If you only needed to count elements above the minimum, this would be as simple as
vex::Reductor<int, vex::SUM> sum(ctx);
int amount = sum( vec >= minimum );
The vec >= minimum expression results in a sequence of ones and zeros, and sum then counts ones.

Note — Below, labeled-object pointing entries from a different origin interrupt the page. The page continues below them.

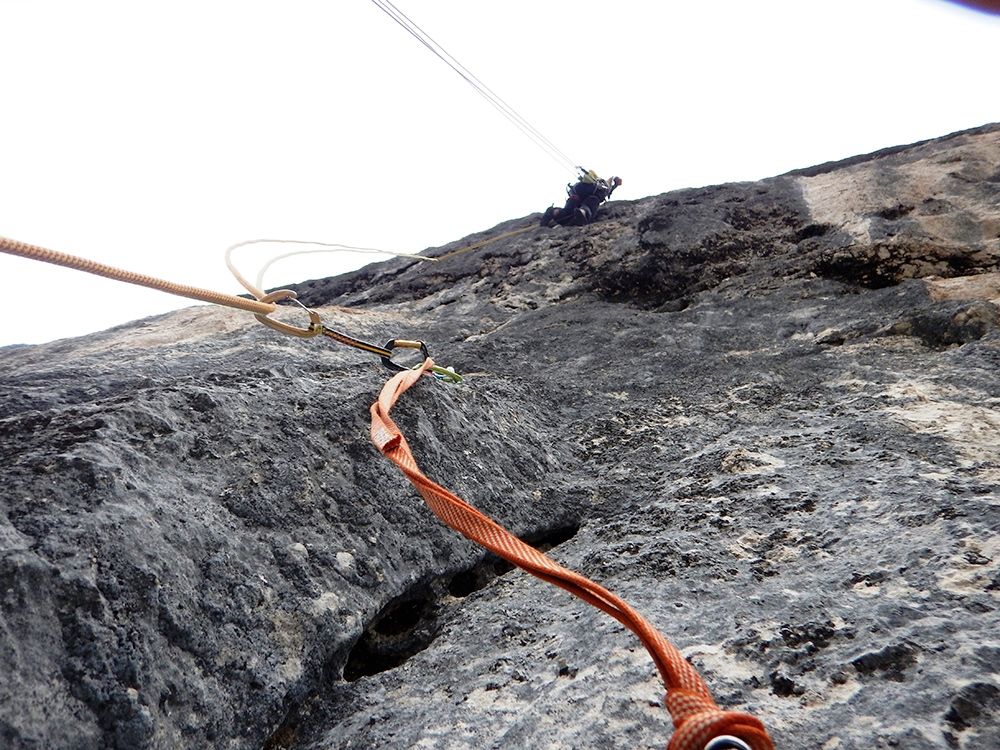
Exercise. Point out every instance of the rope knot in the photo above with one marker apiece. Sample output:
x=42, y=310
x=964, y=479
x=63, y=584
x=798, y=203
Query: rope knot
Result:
x=697, y=720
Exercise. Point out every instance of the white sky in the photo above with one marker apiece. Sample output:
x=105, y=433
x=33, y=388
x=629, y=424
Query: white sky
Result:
x=151, y=136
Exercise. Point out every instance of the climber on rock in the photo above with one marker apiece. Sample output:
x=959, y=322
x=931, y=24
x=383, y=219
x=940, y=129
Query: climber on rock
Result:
x=584, y=201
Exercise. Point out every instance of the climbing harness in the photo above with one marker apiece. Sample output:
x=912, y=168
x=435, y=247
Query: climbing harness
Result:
x=699, y=723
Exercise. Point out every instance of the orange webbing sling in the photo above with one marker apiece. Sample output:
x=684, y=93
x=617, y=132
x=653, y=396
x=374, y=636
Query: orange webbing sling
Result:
x=697, y=719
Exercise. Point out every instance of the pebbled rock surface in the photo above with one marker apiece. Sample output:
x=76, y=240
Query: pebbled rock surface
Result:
x=766, y=414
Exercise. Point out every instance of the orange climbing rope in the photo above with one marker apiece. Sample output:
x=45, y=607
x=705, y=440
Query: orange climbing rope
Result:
x=34, y=252
x=697, y=719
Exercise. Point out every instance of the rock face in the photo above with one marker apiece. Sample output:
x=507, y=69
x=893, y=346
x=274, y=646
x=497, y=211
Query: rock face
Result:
x=766, y=414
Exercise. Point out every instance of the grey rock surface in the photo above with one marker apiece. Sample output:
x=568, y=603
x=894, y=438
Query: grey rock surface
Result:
x=766, y=414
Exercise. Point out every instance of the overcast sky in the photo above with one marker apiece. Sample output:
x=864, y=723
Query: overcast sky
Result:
x=151, y=136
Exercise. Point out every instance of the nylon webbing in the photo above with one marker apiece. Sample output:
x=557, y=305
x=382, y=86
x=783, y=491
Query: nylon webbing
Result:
x=696, y=717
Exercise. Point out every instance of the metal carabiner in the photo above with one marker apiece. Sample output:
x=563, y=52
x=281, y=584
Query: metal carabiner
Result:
x=315, y=327
x=441, y=373
x=402, y=344
x=727, y=742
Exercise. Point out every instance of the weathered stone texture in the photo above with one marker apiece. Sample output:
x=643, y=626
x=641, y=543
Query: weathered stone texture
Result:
x=766, y=414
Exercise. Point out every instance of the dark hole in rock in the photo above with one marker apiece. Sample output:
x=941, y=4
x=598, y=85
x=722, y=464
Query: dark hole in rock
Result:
x=409, y=623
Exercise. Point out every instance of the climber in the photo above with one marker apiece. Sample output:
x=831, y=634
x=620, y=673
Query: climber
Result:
x=585, y=198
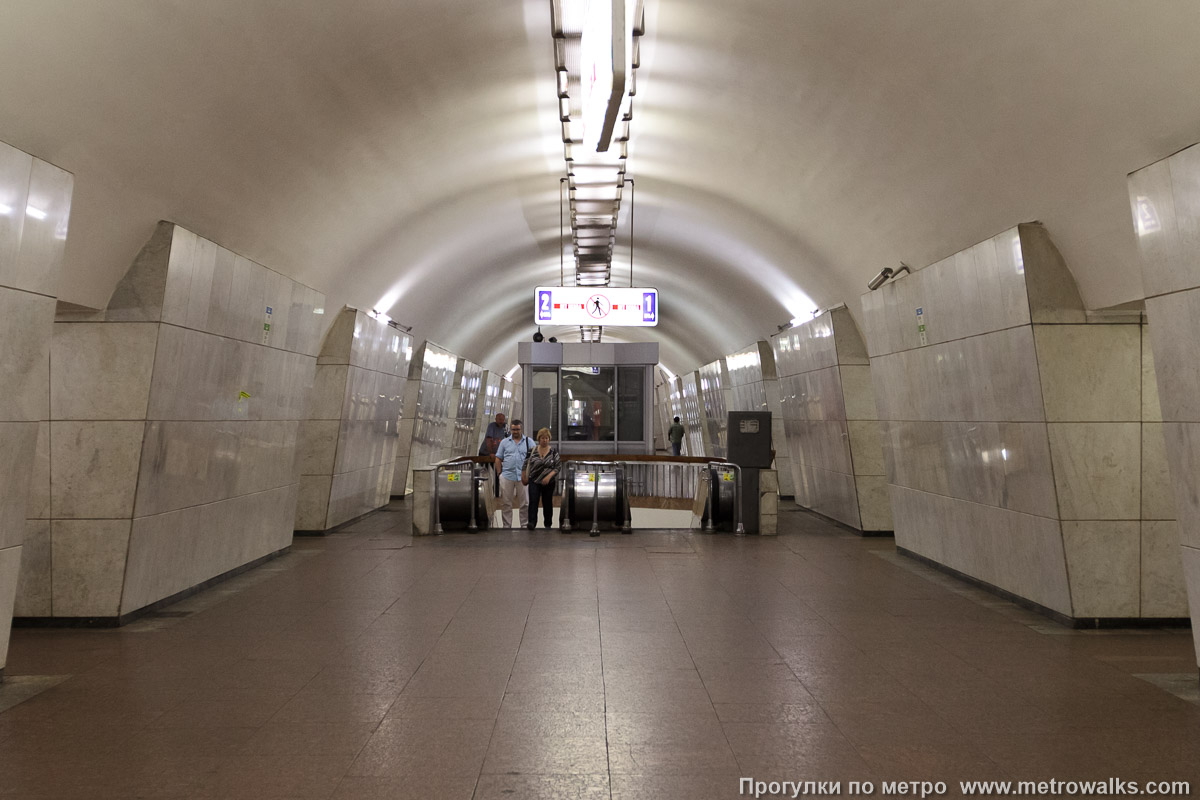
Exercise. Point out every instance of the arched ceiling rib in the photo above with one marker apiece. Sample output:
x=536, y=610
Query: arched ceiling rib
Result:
x=408, y=154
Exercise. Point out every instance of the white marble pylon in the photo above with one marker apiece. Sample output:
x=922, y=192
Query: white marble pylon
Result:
x=1017, y=432
x=831, y=422
x=347, y=449
x=173, y=425
x=1164, y=199
x=35, y=210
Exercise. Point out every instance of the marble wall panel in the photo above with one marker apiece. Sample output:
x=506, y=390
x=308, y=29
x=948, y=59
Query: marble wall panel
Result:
x=1174, y=332
x=823, y=380
x=312, y=504
x=16, y=168
x=88, y=563
x=359, y=492
x=34, y=589
x=18, y=441
x=1097, y=469
x=35, y=208
x=987, y=377
x=1163, y=590
x=1151, y=409
x=1051, y=290
x=94, y=469
x=833, y=494
x=1165, y=263
x=187, y=281
x=43, y=232
x=203, y=377
x=24, y=348
x=175, y=551
x=1013, y=405
x=1104, y=563
x=1192, y=579
x=858, y=392
x=196, y=463
x=185, y=394
x=1015, y=552
x=874, y=503
x=39, y=505
x=867, y=446
x=1157, y=497
x=10, y=571
x=1090, y=373
x=1164, y=199
x=101, y=371
x=976, y=292
x=694, y=415
x=994, y=463
x=354, y=421
x=1183, y=457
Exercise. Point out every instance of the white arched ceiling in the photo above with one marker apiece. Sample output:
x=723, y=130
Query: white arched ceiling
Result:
x=406, y=155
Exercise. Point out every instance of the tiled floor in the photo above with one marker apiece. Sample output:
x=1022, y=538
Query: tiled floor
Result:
x=513, y=665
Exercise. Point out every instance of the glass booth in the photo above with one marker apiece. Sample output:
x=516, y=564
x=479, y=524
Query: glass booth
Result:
x=595, y=398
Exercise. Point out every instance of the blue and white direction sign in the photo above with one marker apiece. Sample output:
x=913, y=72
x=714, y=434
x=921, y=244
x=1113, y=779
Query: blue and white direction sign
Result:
x=610, y=306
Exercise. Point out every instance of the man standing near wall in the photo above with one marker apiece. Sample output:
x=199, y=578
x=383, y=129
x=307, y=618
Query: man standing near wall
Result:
x=509, y=459
x=675, y=435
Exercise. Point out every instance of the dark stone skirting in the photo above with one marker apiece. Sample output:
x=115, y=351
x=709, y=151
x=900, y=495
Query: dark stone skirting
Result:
x=864, y=534
x=125, y=619
x=1078, y=623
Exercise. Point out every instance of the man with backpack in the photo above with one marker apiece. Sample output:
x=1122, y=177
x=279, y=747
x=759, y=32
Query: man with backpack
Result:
x=509, y=461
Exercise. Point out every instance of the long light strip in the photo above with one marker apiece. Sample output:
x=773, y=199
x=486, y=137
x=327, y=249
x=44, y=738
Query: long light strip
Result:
x=595, y=108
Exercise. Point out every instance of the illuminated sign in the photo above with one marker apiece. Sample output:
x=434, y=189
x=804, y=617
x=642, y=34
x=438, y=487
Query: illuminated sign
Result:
x=609, y=306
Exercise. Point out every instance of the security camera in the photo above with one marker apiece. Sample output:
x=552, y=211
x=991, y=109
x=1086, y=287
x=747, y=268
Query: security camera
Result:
x=885, y=275
x=877, y=281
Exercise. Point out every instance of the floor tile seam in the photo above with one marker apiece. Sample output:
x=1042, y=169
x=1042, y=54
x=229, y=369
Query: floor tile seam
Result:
x=496, y=723
x=725, y=735
x=604, y=686
x=396, y=699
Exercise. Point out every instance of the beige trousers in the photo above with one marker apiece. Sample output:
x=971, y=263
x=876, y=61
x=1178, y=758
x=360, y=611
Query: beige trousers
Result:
x=513, y=493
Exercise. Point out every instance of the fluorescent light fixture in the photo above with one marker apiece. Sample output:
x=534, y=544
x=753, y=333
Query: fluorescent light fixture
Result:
x=606, y=53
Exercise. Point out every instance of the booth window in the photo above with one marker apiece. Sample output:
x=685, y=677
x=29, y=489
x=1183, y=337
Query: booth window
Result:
x=588, y=405
x=544, y=405
x=631, y=403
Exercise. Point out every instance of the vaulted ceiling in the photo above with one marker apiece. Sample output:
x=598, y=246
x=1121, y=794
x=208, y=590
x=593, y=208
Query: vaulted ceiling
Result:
x=406, y=155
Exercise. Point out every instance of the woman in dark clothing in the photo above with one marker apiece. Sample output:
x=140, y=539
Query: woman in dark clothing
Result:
x=540, y=470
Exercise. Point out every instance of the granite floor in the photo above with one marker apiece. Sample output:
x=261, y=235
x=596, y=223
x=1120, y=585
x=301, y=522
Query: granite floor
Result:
x=513, y=665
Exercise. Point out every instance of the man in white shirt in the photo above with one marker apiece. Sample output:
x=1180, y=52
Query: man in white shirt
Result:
x=509, y=459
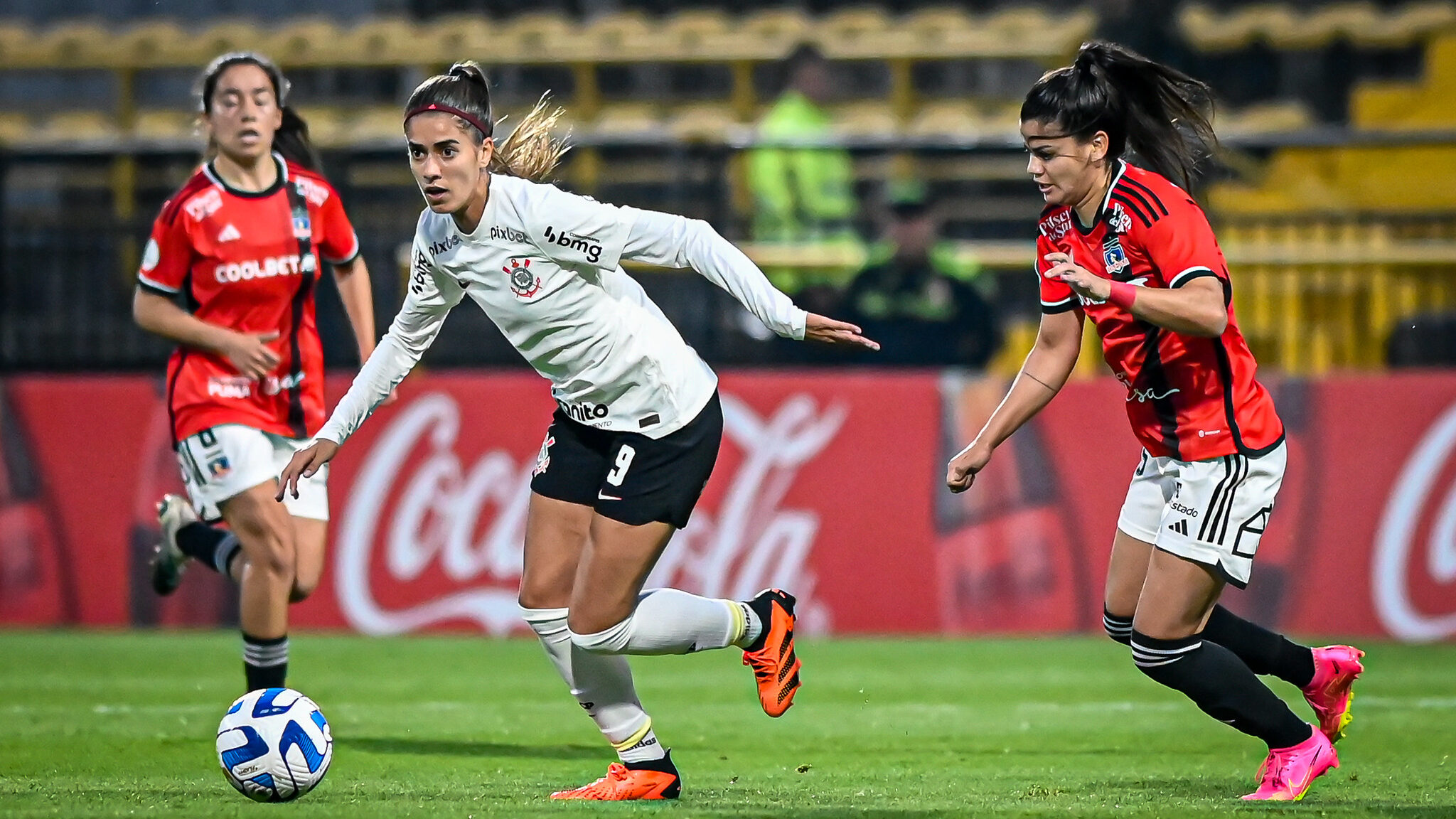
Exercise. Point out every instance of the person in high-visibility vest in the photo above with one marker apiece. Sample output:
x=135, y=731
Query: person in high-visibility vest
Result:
x=804, y=196
x=928, y=304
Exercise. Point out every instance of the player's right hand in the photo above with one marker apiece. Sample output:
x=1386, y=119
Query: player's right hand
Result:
x=304, y=465
x=960, y=474
x=251, y=355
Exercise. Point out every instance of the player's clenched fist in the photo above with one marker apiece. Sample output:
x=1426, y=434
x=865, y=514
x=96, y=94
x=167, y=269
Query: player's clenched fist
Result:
x=960, y=474
x=304, y=465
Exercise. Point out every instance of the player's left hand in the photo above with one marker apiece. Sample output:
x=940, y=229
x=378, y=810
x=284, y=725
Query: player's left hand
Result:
x=305, y=464
x=829, y=331
x=1082, y=280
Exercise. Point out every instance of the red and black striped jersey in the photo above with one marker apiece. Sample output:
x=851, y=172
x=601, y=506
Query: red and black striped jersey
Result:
x=250, y=261
x=1187, y=397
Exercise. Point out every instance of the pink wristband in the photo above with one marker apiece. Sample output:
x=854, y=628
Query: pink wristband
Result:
x=1123, y=295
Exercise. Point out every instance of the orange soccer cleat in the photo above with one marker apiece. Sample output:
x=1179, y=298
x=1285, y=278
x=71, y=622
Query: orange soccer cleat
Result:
x=774, y=662
x=623, y=783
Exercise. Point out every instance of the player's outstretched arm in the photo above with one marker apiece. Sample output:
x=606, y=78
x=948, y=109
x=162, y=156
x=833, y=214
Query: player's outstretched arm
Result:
x=1197, y=308
x=1046, y=372
x=673, y=241
x=357, y=296
x=830, y=331
x=305, y=464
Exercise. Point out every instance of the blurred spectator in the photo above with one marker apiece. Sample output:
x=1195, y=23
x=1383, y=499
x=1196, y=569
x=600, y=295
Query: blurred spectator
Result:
x=804, y=194
x=918, y=298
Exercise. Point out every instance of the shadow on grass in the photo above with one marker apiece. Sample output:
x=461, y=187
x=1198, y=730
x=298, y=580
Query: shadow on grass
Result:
x=833, y=813
x=468, y=748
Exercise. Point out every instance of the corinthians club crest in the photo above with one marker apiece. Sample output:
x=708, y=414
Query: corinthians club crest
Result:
x=523, y=282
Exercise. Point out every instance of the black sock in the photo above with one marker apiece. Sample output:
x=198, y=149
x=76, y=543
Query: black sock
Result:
x=1118, y=628
x=1221, y=685
x=265, y=660
x=1260, y=649
x=208, y=545
x=764, y=606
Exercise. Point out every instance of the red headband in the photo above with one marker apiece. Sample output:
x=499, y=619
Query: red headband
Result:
x=449, y=109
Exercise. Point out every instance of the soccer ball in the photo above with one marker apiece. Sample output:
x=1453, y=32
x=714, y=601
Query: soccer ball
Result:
x=274, y=745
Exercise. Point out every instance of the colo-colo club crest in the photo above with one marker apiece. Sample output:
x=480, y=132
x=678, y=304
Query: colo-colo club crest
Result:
x=523, y=282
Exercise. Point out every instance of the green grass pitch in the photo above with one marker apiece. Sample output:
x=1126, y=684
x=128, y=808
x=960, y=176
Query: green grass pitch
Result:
x=123, y=724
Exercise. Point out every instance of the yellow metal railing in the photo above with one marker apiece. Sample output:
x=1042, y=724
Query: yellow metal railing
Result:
x=1321, y=295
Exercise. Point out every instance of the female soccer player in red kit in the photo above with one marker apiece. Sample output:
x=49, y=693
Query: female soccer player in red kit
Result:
x=244, y=242
x=1129, y=248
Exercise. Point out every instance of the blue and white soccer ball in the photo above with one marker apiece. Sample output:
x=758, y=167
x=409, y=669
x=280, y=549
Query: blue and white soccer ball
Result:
x=274, y=745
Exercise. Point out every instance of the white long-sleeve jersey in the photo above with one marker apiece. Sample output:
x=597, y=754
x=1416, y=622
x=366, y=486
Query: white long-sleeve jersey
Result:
x=545, y=266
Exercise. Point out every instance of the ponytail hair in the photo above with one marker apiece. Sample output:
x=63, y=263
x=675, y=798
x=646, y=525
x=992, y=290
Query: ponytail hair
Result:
x=1158, y=112
x=291, y=137
x=530, y=152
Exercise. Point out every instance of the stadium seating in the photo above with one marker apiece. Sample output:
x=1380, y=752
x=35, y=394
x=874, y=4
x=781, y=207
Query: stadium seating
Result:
x=1286, y=26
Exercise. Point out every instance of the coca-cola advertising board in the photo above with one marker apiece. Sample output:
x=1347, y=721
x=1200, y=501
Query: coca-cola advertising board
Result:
x=829, y=483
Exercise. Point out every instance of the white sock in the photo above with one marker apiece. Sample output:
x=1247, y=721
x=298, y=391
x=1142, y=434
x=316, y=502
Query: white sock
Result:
x=641, y=749
x=601, y=684
x=669, y=621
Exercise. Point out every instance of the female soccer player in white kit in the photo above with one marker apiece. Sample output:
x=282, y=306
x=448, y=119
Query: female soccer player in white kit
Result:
x=638, y=422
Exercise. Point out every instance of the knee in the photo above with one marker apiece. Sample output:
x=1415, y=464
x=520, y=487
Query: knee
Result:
x=301, y=591
x=269, y=552
x=547, y=623
x=535, y=598
x=1117, y=627
x=612, y=640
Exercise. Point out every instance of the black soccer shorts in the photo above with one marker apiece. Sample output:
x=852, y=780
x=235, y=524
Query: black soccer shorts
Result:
x=629, y=477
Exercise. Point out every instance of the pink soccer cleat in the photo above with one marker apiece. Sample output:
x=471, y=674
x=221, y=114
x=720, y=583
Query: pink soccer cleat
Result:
x=1328, y=694
x=1289, y=771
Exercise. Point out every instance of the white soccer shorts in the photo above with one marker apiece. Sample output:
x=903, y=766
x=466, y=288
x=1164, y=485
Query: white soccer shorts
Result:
x=229, y=459
x=1210, y=512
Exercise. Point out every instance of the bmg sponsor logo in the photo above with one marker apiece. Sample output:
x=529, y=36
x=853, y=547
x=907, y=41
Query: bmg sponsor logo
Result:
x=587, y=247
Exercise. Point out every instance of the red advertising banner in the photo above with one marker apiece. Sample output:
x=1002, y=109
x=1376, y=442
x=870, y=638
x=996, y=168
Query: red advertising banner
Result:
x=829, y=483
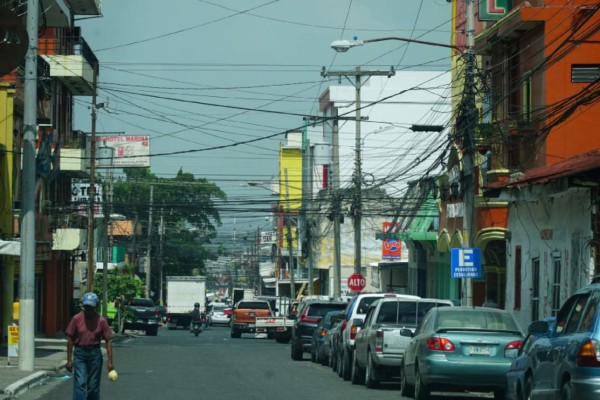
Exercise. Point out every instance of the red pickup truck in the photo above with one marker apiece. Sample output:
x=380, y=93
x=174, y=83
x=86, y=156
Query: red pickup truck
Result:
x=243, y=317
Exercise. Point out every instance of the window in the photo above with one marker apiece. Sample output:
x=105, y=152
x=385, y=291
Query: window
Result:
x=526, y=103
x=535, y=289
x=585, y=73
x=589, y=315
x=556, y=287
x=576, y=314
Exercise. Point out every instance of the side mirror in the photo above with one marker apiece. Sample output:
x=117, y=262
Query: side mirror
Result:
x=539, y=328
x=406, y=332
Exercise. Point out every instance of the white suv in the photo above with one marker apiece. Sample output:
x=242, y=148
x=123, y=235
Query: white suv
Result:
x=355, y=312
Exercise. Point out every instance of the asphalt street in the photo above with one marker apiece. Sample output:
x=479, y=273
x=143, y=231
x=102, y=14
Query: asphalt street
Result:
x=177, y=365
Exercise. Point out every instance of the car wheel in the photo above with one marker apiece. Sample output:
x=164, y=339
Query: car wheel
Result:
x=422, y=391
x=357, y=375
x=370, y=380
x=296, y=351
x=565, y=392
x=528, y=387
x=499, y=394
x=338, y=365
x=405, y=389
x=346, y=365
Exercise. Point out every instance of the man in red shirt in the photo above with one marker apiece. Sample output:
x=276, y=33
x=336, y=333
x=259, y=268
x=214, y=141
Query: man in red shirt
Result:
x=85, y=332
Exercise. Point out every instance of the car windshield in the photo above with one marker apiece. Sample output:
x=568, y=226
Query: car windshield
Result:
x=253, y=305
x=405, y=312
x=477, y=320
x=142, y=303
x=319, y=310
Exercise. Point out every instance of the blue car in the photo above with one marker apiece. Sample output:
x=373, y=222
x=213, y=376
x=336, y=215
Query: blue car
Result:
x=560, y=358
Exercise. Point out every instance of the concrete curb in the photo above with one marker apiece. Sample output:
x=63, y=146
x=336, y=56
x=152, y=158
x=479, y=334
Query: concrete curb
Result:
x=16, y=388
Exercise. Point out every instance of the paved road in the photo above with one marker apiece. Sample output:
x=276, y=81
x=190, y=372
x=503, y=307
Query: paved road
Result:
x=177, y=365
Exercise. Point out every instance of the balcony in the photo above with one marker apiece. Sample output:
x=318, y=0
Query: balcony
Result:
x=75, y=68
x=86, y=7
x=69, y=239
x=75, y=161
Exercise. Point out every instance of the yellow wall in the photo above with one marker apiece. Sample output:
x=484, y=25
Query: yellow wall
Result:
x=6, y=158
x=290, y=159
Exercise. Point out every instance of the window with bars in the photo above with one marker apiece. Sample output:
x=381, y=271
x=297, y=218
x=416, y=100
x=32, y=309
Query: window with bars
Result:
x=556, y=287
x=585, y=73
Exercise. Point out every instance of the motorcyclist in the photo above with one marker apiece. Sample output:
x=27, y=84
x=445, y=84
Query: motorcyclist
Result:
x=196, y=316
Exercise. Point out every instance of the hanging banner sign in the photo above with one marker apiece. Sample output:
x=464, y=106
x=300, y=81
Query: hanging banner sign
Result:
x=13, y=341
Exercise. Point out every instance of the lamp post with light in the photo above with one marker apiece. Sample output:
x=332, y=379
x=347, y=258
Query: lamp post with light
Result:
x=466, y=124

Now, since you also need to get the positions of the elements above the minimum, it gets a bit more complicated:
#include <iostream>
#include <vexcl/vexcl.hpp>
int main() {
vex::Context ctx(vex::Filter::Env && vex::Filter::Count(1));
// Input vector
vex::vector<int> vec(ctx, {1, 3, 5, 2, 6, 8, 0, 2, 4, 7});
int n = vec.size();
int minimum = 5;
// Put result of (vec >= minimum) into key, and element indices into pos:
vex::vector<int> key(ctx, n);
vex::vector<int> pos(ctx, n);
key = (vec >= minimum);
pos = vex::element_index();
// Get number of interesting elements in vec.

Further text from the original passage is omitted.